Botany
Deciduous, medium-sized to large trees up to 50 m tall; bole up to 100(-250) cm in diameter, buttresses small to large (up to 4 m high and spreading up to 2 m) or absent; bark surface smooth to rough, fissured or flaky, pale greyish to reddish-brown, inner bark fibrous, hard, usually pinkish or reddish to deep red-brown, sometimes streaked or mottled, with a strong smell of beans. Leaves alternate or opposite, bipinnate with up to 30(-42) pairs of pinnae; leaflets opposite, sessile; petiole and rachis usually with extrafloral nectaries; stipules small, caducous. Flowers in a long-stalked, pendulous, pyriform to clavate, dense head, sterile flowers at base of inflorescence, male ones in middle portion and bisexual ones at apex, 5-merous; calyx long-tubular or funnel-shaped with imbricate lobes; corolla longer than calyx; stamens 10, connate below, shortly exserted; ovary superior, short-stiped, style exserted. Fruit a leathery or woody, stalked, linear to strap-shaped or oblong pod, usually indehiscent, many-seeded, usually several pods together in a pendent infructescence with swollen receptacle. Seeds in 1 row, ellipsoid, with a pleurogram. Seedling with epigeal germination; cotyledons fleshy, peltate; epicotyl with a scale leaf and subsequently bipinnate leaves.
P. speciosa and P. timoriana show a synchronized annual cycle of flowering, fruiting and leaf fall; the trees are without leaves for 2-3 weeks each year. They start flowering when 10-15 m tall, but vegetatively propagated P. speciosa starts flowering and fruiting a few years after planting. The flowering heads are usually pollinated by bats, but are also visited by insects and birds. They produce a foetid odour and a copious nocturnal supply of nectar. Hornbills, monkeys, squirrels, deer, elephants and wild pigs feed on the fruits and probably disperse the seeds. In Java P. timoriana flowers in April-July and usually many fruits are found in June-August.
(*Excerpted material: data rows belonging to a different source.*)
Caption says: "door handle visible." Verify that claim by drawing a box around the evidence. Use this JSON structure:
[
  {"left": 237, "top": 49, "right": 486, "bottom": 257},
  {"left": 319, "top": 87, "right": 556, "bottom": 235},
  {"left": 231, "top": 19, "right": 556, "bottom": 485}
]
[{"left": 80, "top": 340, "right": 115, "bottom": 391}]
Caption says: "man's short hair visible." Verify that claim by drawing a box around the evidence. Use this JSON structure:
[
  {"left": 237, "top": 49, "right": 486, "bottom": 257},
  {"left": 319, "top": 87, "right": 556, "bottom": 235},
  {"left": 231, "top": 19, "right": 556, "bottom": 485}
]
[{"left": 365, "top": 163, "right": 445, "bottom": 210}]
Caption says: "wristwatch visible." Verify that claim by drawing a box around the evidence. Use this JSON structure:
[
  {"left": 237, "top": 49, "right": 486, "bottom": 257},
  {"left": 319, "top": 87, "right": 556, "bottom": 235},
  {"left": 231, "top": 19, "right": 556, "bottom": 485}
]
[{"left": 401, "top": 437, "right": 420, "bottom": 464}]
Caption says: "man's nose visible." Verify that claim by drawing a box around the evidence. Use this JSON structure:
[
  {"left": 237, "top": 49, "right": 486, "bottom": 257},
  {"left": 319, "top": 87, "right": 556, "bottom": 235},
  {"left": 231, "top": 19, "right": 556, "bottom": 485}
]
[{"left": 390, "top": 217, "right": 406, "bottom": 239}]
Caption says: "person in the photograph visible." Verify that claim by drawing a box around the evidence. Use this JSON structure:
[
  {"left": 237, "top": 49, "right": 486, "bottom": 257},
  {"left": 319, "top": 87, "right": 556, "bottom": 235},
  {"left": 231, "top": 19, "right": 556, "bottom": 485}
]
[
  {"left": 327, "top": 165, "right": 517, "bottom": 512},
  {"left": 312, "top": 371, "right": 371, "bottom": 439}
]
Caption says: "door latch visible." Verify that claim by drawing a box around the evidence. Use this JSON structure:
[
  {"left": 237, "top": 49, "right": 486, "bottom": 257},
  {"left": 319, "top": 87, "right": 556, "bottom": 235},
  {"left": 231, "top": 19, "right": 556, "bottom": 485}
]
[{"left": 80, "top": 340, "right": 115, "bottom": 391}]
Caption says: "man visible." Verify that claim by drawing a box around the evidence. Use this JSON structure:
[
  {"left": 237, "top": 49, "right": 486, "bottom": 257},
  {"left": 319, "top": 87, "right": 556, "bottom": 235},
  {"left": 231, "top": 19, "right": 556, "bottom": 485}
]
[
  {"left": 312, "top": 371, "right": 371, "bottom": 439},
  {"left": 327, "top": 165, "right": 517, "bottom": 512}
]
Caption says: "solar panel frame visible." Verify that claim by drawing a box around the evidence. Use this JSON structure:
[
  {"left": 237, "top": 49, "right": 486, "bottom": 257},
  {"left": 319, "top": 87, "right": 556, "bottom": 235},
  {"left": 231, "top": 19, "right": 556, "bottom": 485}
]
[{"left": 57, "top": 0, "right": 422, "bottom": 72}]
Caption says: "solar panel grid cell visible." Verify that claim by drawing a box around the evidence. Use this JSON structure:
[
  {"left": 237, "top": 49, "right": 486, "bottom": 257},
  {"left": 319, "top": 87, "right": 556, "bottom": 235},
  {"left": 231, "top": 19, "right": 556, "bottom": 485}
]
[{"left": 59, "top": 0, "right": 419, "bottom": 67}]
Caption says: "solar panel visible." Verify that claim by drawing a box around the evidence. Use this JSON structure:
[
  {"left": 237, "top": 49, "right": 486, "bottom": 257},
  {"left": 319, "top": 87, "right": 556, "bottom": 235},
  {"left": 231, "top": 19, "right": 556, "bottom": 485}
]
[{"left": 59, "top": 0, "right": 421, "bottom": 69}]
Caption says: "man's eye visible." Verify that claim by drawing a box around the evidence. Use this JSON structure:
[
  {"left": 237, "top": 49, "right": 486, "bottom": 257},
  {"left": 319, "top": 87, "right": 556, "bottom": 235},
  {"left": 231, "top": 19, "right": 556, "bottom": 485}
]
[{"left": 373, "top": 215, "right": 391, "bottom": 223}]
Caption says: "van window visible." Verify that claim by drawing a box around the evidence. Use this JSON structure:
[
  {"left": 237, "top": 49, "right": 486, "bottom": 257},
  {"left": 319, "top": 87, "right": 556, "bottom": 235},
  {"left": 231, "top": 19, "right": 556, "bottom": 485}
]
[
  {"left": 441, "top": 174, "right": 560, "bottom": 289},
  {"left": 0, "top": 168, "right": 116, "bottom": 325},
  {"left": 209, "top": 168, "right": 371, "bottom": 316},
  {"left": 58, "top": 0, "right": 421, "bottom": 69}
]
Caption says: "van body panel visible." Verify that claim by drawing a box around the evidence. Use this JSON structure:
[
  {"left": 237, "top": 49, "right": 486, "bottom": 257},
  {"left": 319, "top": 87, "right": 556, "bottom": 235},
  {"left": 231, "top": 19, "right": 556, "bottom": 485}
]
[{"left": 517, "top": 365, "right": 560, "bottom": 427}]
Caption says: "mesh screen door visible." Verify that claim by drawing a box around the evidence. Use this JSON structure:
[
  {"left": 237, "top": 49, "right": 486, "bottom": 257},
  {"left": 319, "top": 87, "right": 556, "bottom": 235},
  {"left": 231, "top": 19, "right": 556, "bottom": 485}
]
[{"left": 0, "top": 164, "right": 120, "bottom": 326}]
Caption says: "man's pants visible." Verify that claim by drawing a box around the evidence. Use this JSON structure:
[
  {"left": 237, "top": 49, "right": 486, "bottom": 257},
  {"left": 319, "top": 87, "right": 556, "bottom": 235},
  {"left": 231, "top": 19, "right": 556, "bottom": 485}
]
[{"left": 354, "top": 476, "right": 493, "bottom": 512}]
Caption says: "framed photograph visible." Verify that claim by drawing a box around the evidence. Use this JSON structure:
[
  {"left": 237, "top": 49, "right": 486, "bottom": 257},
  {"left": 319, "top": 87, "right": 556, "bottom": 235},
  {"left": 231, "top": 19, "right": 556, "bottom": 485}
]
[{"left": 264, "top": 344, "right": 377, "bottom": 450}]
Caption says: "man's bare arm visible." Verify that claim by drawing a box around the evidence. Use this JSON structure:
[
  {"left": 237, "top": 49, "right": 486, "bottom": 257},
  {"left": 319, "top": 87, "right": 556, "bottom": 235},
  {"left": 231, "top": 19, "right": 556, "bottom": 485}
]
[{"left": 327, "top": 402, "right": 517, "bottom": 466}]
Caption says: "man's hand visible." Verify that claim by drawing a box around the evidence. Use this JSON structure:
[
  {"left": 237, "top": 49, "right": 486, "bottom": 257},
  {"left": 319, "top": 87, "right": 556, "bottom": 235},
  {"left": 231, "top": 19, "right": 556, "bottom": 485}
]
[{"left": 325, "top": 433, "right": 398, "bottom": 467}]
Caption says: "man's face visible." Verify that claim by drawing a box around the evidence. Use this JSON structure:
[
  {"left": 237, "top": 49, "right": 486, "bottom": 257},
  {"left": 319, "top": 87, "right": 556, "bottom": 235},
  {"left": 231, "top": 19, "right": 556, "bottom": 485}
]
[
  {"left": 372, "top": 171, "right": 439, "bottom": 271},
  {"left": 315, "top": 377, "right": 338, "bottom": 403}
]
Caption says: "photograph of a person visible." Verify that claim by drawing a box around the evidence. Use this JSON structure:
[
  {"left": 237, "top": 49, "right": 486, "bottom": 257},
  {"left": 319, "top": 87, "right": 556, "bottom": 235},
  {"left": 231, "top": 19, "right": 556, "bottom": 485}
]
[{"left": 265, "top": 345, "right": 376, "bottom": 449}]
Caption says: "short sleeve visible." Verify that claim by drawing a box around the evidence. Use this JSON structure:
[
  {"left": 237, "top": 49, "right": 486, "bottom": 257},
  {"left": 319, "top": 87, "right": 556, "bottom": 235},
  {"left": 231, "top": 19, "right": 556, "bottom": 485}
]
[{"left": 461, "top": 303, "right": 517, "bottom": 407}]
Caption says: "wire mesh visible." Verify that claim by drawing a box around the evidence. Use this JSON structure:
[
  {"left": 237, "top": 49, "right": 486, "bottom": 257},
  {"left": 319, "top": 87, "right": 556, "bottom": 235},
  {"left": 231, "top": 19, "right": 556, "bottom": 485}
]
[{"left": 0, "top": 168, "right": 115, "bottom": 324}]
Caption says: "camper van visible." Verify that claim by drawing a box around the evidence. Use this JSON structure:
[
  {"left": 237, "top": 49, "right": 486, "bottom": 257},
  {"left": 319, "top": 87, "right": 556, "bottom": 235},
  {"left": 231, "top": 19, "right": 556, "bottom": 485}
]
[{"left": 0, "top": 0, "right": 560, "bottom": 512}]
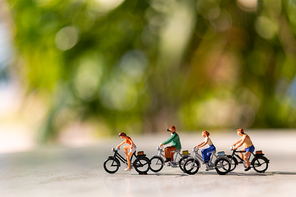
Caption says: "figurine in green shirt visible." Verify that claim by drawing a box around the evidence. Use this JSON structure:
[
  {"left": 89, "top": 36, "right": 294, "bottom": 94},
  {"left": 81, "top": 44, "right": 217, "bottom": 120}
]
[{"left": 159, "top": 126, "right": 182, "bottom": 162}]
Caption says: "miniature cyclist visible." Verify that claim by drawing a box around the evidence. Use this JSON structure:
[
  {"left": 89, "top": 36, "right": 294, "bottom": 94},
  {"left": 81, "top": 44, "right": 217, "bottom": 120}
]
[
  {"left": 195, "top": 131, "right": 216, "bottom": 163},
  {"left": 233, "top": 129, "right": 255, "bottom": 171},
  {"left": 159, "top": 126, "right": 182, "bottom": 163},
  {"left": 117, "top": 133, "right": 137, "bottom": 171}
]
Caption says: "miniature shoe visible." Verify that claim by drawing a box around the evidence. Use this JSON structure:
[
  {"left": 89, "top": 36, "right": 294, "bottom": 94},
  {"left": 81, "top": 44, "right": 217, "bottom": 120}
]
[
  {"left": 245, "top": 167, "right": 251, "bottom": 171},
  {"left": 170, "top": 161, "right": 177, "bottom": 167}
]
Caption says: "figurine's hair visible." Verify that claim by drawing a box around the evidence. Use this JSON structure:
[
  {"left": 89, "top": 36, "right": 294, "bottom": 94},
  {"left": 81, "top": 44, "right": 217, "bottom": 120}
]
[
  {"left": 202, "top": 131, "right": 210, "bottom": 137},
  {"left": 237, "top": 129, "right": 245, "bottom": 134},
  {"left": 118, "top": 132, "right": 126, "bottom": 137}
]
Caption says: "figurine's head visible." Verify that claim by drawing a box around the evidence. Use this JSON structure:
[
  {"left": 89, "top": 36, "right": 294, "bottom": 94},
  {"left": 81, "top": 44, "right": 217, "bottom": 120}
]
[
  {"left": 202, "top": 131, "right": 210, "bottom": 137},
  {"left": 237, "top": 129, "right": 245, "bottom": 135},
  {"left": 168, "top": 126, "right": 176, "bottom": 133},
  {"left": 118, "top": 132, "right": 126, "bottom": 139}
]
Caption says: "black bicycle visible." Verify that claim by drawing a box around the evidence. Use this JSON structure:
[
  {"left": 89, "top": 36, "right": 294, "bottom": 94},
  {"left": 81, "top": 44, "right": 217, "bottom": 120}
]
[
  {"left": 227, "top": 147, "right": 269, "bottom": 173},
  {"left": 104, "top": 148, "right": 150, "bottom": 174}
]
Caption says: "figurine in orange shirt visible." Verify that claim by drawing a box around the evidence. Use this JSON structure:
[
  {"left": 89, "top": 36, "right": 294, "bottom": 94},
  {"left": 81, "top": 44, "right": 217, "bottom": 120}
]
[
  {"left": 117, "top": 133, "right": 137, "bottom": 171},
  {"left": 195, "top": 131, "right": 216, "bottom": 163},
  {"left": 233, "top": 129, "right": 255, "bottom": 171}
]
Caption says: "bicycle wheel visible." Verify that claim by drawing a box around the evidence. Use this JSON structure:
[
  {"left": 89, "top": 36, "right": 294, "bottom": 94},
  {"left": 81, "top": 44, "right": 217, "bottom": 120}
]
[
  {"left": 183, "top": 158, "right": 200, "bottom": 175},
  {"left": 227, "top": 155, "right": 238, "bottom": 172},
  {"left": 150, "top": 156, "right": 164, "bottom": 172},
  {"left": 215, "top": 158, "right": 231, "bottom": 175},
  {"left": 179, "top": 157, "right": 188, "bottom": 172},
  {"left": 133, "top": 157, "right": 150, "bottom": 174},
  {"left": 104, "top": 157, "right": 120, "bottom": 174},
  {"left": 251, "top": 157, "right": 269, "bottom": 173}
]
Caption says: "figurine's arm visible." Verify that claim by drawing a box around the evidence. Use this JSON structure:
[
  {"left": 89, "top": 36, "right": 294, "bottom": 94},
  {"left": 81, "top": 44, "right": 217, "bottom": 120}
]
[
  {"left": 233, "top": 139, "right": 242, "bottom": 146},
  {"left": 159, "top": 133, "right": 176, "bottom": 147},
  {"left": 131, "top": 140, "right": 134, "bottom": 149},
  {"left": 195, "top": 141, "right": 207, "bottom": 148},
  {"left": 117, "top": 141, "right": 125, "bottom": 149},
  {"left": 233, "top": 136, "right": 246, "bottom": 150}
]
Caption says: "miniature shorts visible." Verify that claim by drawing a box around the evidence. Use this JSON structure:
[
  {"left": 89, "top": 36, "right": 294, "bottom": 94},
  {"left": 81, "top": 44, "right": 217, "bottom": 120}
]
[
  {"left": 245, "top": 145, "right": 255, "bottom": 153},
  {"left": 130, "top": 144, "right": 137, "bottom": 153}
]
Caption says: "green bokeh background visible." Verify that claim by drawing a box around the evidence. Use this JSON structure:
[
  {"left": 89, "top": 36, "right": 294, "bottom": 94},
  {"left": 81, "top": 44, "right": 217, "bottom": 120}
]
[{"left": 3, "top": 0, "right": 296, "bottom": 142}]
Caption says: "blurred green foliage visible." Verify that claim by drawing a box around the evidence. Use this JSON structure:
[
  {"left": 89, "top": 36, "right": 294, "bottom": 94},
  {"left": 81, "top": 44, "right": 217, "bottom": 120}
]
[{"left": 7, "top": 0, "right": 296, "bottom": 141}]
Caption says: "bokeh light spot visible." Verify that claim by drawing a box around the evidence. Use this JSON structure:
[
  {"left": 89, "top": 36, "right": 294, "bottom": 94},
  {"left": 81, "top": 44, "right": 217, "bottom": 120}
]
[
  {"left": 255, "top": 16, "right": 275, "bottom": 39},
  {"left": 55, "top": 26, "right": 78, "bottom": 51}
]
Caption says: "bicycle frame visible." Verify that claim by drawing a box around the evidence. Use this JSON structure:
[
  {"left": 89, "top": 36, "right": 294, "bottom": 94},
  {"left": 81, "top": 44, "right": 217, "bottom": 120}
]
[
  {"left": 192, "top": 148, "right": 217, "bottom": 167},
  {"left": 112, "top": 148, "right": 137, "bottom": 164},
  {"left": 153, "top": 147, "right": 183, "bottom": 163},
  {"left": 230, "top": 149, "right": 270, "bottom": 163}
]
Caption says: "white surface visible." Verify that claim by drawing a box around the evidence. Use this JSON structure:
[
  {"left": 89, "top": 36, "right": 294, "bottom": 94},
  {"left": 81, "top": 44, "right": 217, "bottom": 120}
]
[{"left": 0, "top": 130, "right": 296, "bottom": 197}]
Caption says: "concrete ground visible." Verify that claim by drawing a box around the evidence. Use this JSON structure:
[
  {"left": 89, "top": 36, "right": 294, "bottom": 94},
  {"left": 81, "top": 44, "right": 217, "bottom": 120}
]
[{"left": 0, "top": 130, "right": 296, "bottom": 197}]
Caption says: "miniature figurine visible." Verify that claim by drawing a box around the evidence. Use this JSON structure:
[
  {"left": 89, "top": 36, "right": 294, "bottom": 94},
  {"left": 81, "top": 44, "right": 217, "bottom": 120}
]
[
  {"left": 117, "top": 133, "right": 137, "bottom": 171},
  {"left": 195, "top": 131, "right": 216, "bottom": 163},
  {"left": 233, "top": 129, "right": 255, "bottom": 171},
  {"left": 159, "top": 126, "right": 182, "bottom": 164}
]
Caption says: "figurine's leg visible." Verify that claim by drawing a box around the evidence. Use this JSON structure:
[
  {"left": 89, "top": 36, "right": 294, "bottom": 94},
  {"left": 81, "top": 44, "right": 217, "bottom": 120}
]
[
  {"left": 244, "top": 152, "right": 251, "bottom": 167},
  {"left": 170, "top": 146, "right": 177, "bottom": 161},
  {"left": 239, "top": 148, "right": 245, "bottom": 160},
  {"left": 126, "top": 152, "right": 133, "bottom": 170},
  {"left": 123, "top": 146, "right": 130, "bottom": 157}
]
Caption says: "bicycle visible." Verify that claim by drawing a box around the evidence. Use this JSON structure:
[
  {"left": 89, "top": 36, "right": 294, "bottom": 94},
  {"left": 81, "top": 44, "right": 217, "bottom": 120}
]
[
  {"left": 227, "top": 147, "right": 269, "bottom": 173},
  {"left": 150, "top": 146, "right": 190, "bottom": 172},
  {"left": 183, "top": 148, "right": 231, "bottom": 175},
  {"left": 104, "top": 148, "right": 150, "bottom": 174}
]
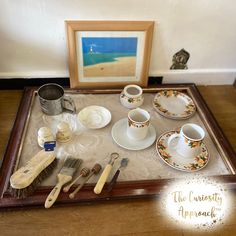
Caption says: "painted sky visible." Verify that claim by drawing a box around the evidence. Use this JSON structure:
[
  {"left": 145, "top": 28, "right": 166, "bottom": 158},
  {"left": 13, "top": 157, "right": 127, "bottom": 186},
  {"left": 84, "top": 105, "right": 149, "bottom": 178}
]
[{"left": 82, "top": 37, "right": 137, "bottom": 54}]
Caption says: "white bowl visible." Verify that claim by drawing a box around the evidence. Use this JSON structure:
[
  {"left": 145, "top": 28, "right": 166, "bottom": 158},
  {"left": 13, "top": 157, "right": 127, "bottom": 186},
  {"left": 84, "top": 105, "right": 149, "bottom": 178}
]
[{"left": 78, "top": 106, "right": 111, "bottom": 129}]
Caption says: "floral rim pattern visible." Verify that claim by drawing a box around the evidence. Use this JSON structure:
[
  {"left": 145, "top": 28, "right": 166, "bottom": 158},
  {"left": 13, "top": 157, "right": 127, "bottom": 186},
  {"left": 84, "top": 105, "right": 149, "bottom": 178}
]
[
  {"left": 153, "top": 90, "right": 196, "bottom": 119},
  {"left": 156, "top": 130, "right": 209, "bottom": 172}
]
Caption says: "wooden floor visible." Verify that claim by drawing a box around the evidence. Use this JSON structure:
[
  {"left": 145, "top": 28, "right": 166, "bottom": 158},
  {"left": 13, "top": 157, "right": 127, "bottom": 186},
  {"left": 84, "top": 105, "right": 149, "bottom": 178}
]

A 24-year-old P. timoriana tree in the arboretum of the Forest Research Institute Malaysia, Kepong had attained only 13.8 m in height and 9.2 cm in diameter.
Parkia is classified in the tribe Parkieae of the subfamily Mimosoideae, together with Pentaclethra, which is confined to tropical Africa and America.
P. timoriana is often cited as P. javanica (Lamk) Merr., especially in Malaysian literature. Although the latter name is older and would therefore have priority, it has been superseded because the correct identity of the species concerned cannot be recovered. The status of P. intermedia Hassk. is uncertain, but it is probably a hybrid between P. speciosa and P. timoriana; it is found almost exclusively in Java. P. sherfeseei Merr. from the Philippines (Mindanao) is possibly conspecific with P. sumatrana.